The removal of hydrogen peroxide activity from Ulmo 90 was shown to have reduced its antimicrobial activity. A 25% v/v solution of the Ulmo 90 had no detectable antibacterial activity when tested in the presence of catalase, where previously a 3.1% v/v solution of Ulmo honey was both the MIC and MBC for MRSA strain 0791. This would suggest that bacterial inhibition in the previous experiments was mainly due to hydrogen peroxide generation. Although some activity was observed in Ulmo 90 at 50% v/v concentration, the same activity was seen in the laboratory synthesised honey, which may indicate that activity at this concentration may be due to other factors such as osmotic pressure or high sugar content. In contrast, while the MIC and MBC was affected, a 25% v/v solution of manuka displayed antibacterial activity in the presence of catalase i.e. this was the dilution at which both MIC and MBC was observed on the removal of peroxide activity. This finding was expected for manuka as it has been previously shown that its antibacterial activity is attributed to non-peroxide components such as MGO [12]. As catalase is present in body tissues, this may have an effect on the in vivo activity of hydrogen peroxide-dependent honeys. However the extent of this effect is not known.

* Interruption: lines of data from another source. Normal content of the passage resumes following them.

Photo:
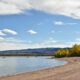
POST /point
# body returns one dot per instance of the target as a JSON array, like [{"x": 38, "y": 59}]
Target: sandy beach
[{"x": 70, "y": 71}]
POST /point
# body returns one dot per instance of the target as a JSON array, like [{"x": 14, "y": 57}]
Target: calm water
[{"x": 16, "y": 65}]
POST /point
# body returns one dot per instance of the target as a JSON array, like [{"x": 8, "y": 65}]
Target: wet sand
[{"x": 70, "y": 71}]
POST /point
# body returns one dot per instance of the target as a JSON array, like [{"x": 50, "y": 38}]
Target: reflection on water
[{"x": 13, "y": 65}]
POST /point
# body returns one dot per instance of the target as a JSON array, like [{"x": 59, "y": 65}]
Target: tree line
[{"x": 70, "y": 52}]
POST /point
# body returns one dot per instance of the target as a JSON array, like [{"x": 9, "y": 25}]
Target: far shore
[{"x": 69, "y": 71}]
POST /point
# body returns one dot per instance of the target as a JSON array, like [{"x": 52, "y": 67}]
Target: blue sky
[{"x": 38, "y": 26}]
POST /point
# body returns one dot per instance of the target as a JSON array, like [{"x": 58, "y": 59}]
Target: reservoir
[{"x": 16, "y": 65}]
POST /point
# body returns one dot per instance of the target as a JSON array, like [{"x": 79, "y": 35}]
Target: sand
[{"x": 70, "y": 71}]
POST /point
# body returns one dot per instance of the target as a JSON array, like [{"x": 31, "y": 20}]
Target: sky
[{"x": 39, "y": 23}]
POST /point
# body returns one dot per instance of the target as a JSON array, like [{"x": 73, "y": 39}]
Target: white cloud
[
  {"x": 9, "y": 31},
  {"x": 1, "y": 38},
  {"x": 32, "y": 32},
  {"x": 58, "y": 23},
  {"x": 63, "y": 23},
  {"x": 1, "y": 33},
  {"x": 62, "y": 7}
]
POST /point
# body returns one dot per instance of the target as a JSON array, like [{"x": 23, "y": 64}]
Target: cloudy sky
[{"x": 39, "y": 23}]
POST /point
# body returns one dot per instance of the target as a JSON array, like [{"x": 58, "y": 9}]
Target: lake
[{"x": 17, "y": 65}]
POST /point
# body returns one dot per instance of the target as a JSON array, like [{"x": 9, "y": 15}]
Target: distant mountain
[{"x": 31, "y": 51}]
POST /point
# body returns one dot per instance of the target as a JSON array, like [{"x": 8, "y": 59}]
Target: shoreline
[{"x": 64, "y": 72}]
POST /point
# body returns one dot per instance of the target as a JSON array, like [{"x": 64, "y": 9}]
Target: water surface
[{"x": 17, "y": 65}]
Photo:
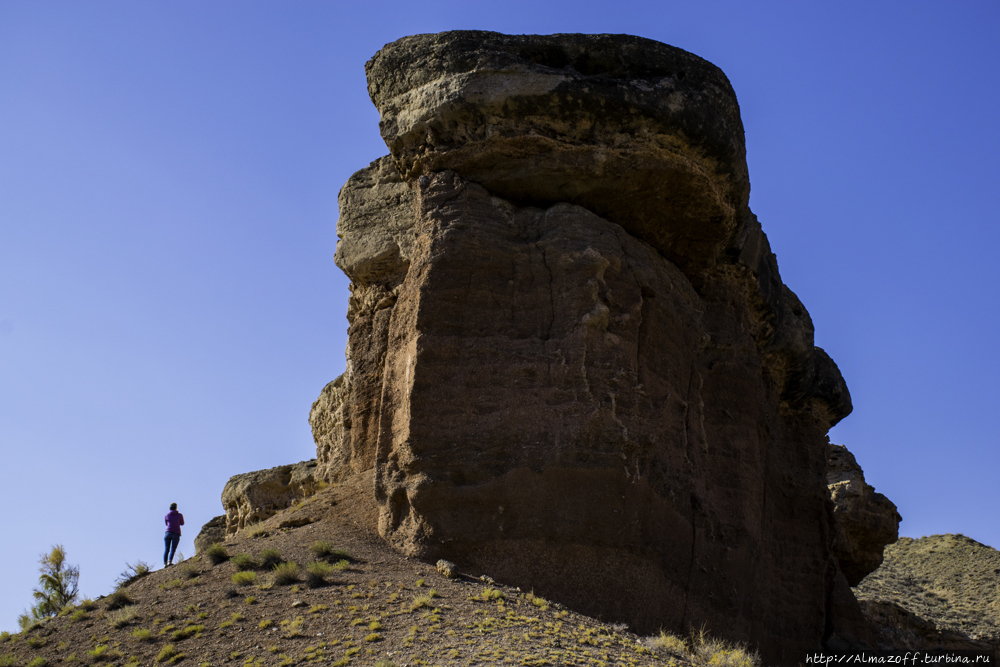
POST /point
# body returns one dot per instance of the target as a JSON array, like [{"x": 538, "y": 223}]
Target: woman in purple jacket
[{"x": 174, "y": 521}]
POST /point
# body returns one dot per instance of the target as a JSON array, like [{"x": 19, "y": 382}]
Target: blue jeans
[{"x": 170, "y": 542}]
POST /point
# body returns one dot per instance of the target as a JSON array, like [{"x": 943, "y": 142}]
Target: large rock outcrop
[
  {"x": 571, "y": 358},
  {"x": 251, "y": 497},
  {"x": 865, "y": 521}
]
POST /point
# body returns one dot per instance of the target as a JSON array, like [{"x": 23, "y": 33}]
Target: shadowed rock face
[
  {"x": 254, "y": 496},
  {"x": 865, "y": 521},
  {"x": 571, "y": 359}
]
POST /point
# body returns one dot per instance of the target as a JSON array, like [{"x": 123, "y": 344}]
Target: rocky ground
[
  {"x": 383, "y": 609},
  {"x": 950, "y": 580}
]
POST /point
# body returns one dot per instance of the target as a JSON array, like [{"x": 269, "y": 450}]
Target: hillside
[
  {"x": 951, "y": 580},
  {"x": 383, "y": 609}
]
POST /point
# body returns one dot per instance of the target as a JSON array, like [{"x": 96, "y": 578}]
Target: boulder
[
  {"x": 864, "y": 521},
  {"x": 571, "y": 359},
  {"x": 255, "y": 496},
  {"x": 212, "y": 532}
]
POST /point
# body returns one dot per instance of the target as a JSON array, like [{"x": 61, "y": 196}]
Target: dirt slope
[
  {"x": 383, "y": 609},
  {"x": 951, "y": 580}
]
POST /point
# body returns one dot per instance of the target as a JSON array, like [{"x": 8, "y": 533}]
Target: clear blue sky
[{"x": 169, "y": 306}]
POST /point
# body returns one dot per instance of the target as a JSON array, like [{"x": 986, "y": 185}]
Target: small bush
[
  {"x": 317, "y": 572},
  {"x": 269, "y": 558},
  {"x": 166, "y": 653},
  {"x": 216, "y": 554},
  {"x": 244, "y": 578},
  {"x": 189, "y": 571},
  {"x": 243, "y": 562},
  {"x": 142, "y": 634},
  {"x": 122, "y": 617},
  {"x": 286, "y": 573},
  {"x": 327, "y": 551},
  {"x": 117, "y": 600}
]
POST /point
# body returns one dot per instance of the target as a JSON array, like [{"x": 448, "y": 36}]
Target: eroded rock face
[
  {"x": 865, "y": 521},
  {"x": 212, "y": 532},
  {"x": 571, "y": 358},
  {"x": 255, "y": 496}
]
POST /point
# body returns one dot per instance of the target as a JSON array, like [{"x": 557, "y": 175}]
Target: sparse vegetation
[
  {"x": 119, "y": 618},
  {"x": 117, "y": 600},
  {"x": 216, "y": 554},
  {"x": 269, "y": 558},
  {"x": 58, "y": 587},
  {"x": 244, "y": 578},
  {"x": 132, "y": 572},
  {"x": 243, "y": 562},
  {"x": 286, "y": 573},
  {"x": 317, "y": 572}
]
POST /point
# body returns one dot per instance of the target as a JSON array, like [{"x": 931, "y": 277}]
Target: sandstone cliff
[{"x": 572, "y": 362}]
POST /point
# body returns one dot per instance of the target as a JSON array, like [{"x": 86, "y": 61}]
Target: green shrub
[
  {"x": 166, "y": 653},
  {"x": 327, "y": 551},
  {"x": 244, "y": 578},
  {"x": 142, "y": 634},
  {"x": 269, "y": 558},
  {"x": 216, "y": 554},
  {"x": 317, "y": 572},
  {"x": 117, "y": 600},
  {"x": 286, "y": 573},
  {"x": 132, "y": 572},
  {"x": 243, "y": 562}
]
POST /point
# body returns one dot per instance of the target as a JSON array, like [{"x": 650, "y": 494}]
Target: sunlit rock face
[{"x": 571, "y": 358}]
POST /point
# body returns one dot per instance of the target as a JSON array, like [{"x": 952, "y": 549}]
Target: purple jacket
[{"x": 174, "y": 521}]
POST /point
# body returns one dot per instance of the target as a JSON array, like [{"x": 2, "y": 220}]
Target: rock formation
[
  {"x": 212, "y": 532},
  {"x": 571, "y": 361},
  {"x": 255, "y": 496},
  {"x": 864, "y": 521}
]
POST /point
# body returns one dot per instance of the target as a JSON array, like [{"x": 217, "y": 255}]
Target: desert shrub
[
  {"x": 142, "y": 634},
  {"x": 189, "y": 571},
  {"x": 317, "y": 572},
  {"x": 122, "y": 617},
  {"x": 216, "y": 554},
  {"x": 243, "y": 562},
  {"x": 269, "y": 558},
  {"x": 117, "y": 600},
  {"x": 244, "y": 578},
  {"x": 668, "y": 643},
  {"x": 166, "y": 653},
  {"x": 286, "y": 573},
  {"x": 132, "y": 572},
  {"x": 326, "y": 551}
]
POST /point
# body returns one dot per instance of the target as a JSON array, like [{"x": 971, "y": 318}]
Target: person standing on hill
[{"x": 172, "y": 538}]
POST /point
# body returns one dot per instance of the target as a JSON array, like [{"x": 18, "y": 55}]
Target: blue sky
[{"x": 169, "y": 306}]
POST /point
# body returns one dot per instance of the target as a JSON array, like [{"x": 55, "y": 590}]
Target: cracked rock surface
[{"x": 572, "y": 363}]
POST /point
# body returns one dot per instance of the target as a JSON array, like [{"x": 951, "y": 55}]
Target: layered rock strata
[
  {"x": 864, "y": 521},
  {"x": 255, "y": 496},
  {"x": 571, "y": 359}
]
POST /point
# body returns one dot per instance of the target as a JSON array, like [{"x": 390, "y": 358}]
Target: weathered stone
[
  {"x": 584, "y": 383},
  {"x": 256, "y": 496},
  {"x": 644, "y": 134},
  {"x": 447, "y": 569},
  {"x": 864, "y": 521},
  {"x": 212, "y": 532}
]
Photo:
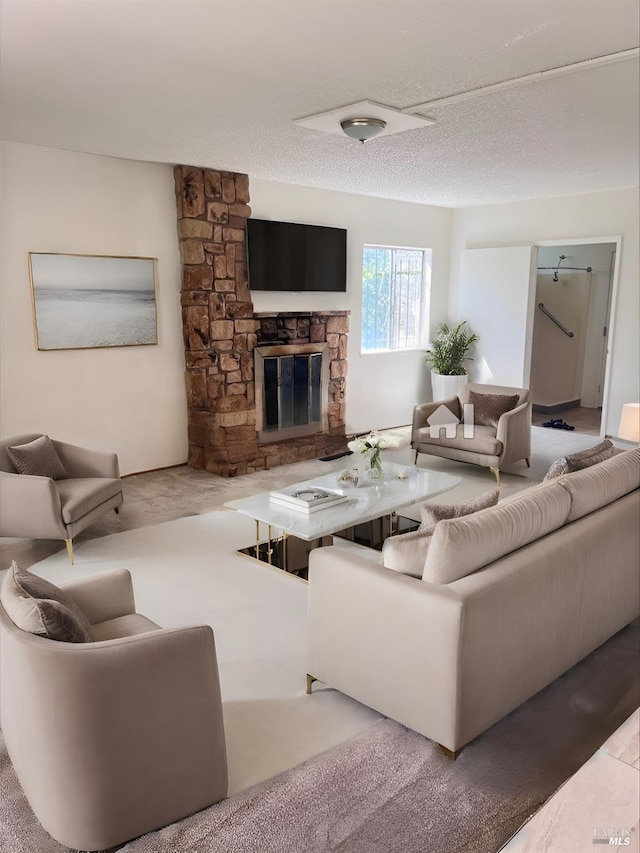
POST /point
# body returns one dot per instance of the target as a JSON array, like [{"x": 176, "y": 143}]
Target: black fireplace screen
[{"x": 292, "y": 391}]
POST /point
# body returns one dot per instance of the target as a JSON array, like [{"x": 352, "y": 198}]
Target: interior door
[{"x": 496, "y": 295}]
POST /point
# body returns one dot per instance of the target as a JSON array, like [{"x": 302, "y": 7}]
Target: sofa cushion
[
  {"x": 601, "y": 484},
  {"x": 40, "y": 607},
  {"x": 122, "y": 626},
  {"x": 580, "y": 461},
  {"x": 433, "y": 513},
  {"x": 489, "y": 408},
  {"x": 484, "y": 440},
  {"x": 407, "y": 552},
  {"x": 82, "y": 494},
  {"x": 460, "y": 546},
  {"x": 38, "y": 458}
]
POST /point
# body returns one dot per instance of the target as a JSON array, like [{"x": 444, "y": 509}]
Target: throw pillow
[
  {"x": 42, "y": 608},
  {"x": 489, "y": 408},
  {"x": 433, "y": 513},
  {"x": 38, "y": 458},
  {"x": 407, "y": 552},
  {"x": 580, "y": 461}
]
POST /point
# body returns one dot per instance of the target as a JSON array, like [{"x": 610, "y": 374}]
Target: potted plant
[{"x": 446, "y": 358}]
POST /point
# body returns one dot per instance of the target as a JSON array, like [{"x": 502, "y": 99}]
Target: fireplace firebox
[{"x": 292, "y": 382}]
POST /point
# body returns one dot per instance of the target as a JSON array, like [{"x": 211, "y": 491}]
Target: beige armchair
[
  {"x": 119, "y": 736},
  {"x": 42, "y": 508},
  {"x": 492, "y": 446}
]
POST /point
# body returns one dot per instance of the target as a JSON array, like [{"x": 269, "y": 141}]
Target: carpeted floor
[
  {"x": 389, "y": 790},
  {"x": 375, "y": 786}
]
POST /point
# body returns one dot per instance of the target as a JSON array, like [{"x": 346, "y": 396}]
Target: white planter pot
[{"x": 445, "y": 387}]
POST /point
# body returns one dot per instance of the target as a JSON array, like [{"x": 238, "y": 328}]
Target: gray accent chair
[
  {"x": 116, "y": 737},
  {"x": 41, "y": 508},
  {"x": 491, "y": 447}
]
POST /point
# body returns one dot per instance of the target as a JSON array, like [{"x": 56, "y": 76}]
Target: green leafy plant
[{"x": 449, "y": 349}]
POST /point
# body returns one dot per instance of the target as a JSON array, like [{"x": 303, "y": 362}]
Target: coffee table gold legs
[{"x": 269, "y": 545}]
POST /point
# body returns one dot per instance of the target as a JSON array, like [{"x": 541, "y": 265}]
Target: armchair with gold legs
[
  {"x": 52, "y": 490},
  {"x": 488, "y": 425}
]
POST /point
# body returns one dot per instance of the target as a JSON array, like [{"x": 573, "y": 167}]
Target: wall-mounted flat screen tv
[{"x": 294, "y": 257}]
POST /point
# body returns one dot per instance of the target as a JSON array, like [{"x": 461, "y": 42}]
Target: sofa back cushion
[
  {"x": 39, "y": 607},
  {"x": 582, "y": 459},
  {"x": 489, "y": 408},
  {"x": 432, "y": 513},
  {"x": 600, "y": 484},
  {"x": 407, "y": 552},
  {"x": 37, "y": 458},
  {"x": 460, "y": 546}
]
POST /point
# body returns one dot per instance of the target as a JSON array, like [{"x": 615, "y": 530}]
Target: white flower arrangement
[
  {"x": 375, "y": 441},
  {"x": 371, "y": 445}
]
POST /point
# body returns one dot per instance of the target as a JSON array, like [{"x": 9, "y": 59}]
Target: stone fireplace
[
  {"x": 230, "y": 418},
  {"x": 291, "y": 382}
]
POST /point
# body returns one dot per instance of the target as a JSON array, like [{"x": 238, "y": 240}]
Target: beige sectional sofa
[{"x": 510, "y": 598}]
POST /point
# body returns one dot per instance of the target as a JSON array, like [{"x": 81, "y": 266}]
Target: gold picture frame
[{"x": 93, "y": 301}]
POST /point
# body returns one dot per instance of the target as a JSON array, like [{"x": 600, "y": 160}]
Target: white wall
[
  {"x": 382, "y": 389},
  {"x": 569, "y": 219},
  {"x": 127, "y": 399}
]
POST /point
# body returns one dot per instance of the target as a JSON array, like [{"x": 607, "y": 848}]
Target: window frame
[{"x": 425, "y": 290}]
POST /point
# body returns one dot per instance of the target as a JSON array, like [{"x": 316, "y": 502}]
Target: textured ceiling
[{"x": 220, "y": 82}]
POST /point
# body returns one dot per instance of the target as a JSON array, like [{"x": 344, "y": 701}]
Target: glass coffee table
[{"x": 401, "y": 486}]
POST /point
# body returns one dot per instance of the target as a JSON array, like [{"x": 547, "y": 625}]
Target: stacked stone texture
[{"x": 221, "y": 331}]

Similar to other studies, this paper presents the findings of in vitro antibacterial activity of a honey against planktonic bacteria and therefore results cannot be extrapolated to the chronic wound environment. The chronic wound harbours up to four different wound pathogens [14] and indeed the presence of bacterial wound biofilms compound the difficulties in understanding and managing such an environment [13]. Within the biofilm, the characteristics of the bacteria change, so that biofilm-embedded bacteria are up to 1000 times more resistant to antibiotics than the 'planktonic' bacteria that are used to test antibiotic sensitivity [15]. The antibacterial nature of honey is dependent on various factors working either singularly or synergistically, the most salient of which are; hydrogen peroxide (produced by the glucose oxidase added to honey by bees), phenolic compounds, wound pH, pH of honey; osmotic pressure exerted by the honey, cleansing of the wound bed by the honey, level of exudate and the frequency of application. The degree to which any one of these contribute to in vivo antimicrobial efficacy has yet to be determined. However, a recent study examining the antimicrobial properties of honey in vitro found that hydrogen peroxide, MGO and an antimicrobial peptide, bee defensin-1, were distinct mechanisms involved in the bactericidal activity of honey [16]. In addition to its antimicrobial properties, the effects of honey on host cells may also play an important role in wound healing [17, 18]. Therefore to focus solely on peroxide in honey limits our understanding of how honey may contribute to managing the bacterial wound bioburden.


From the results contained in this report we conclude that, due to its high antimicrobial activity, Ulmo 90 may warrant further investigation into its use as a possible alternative therapy for wound healing.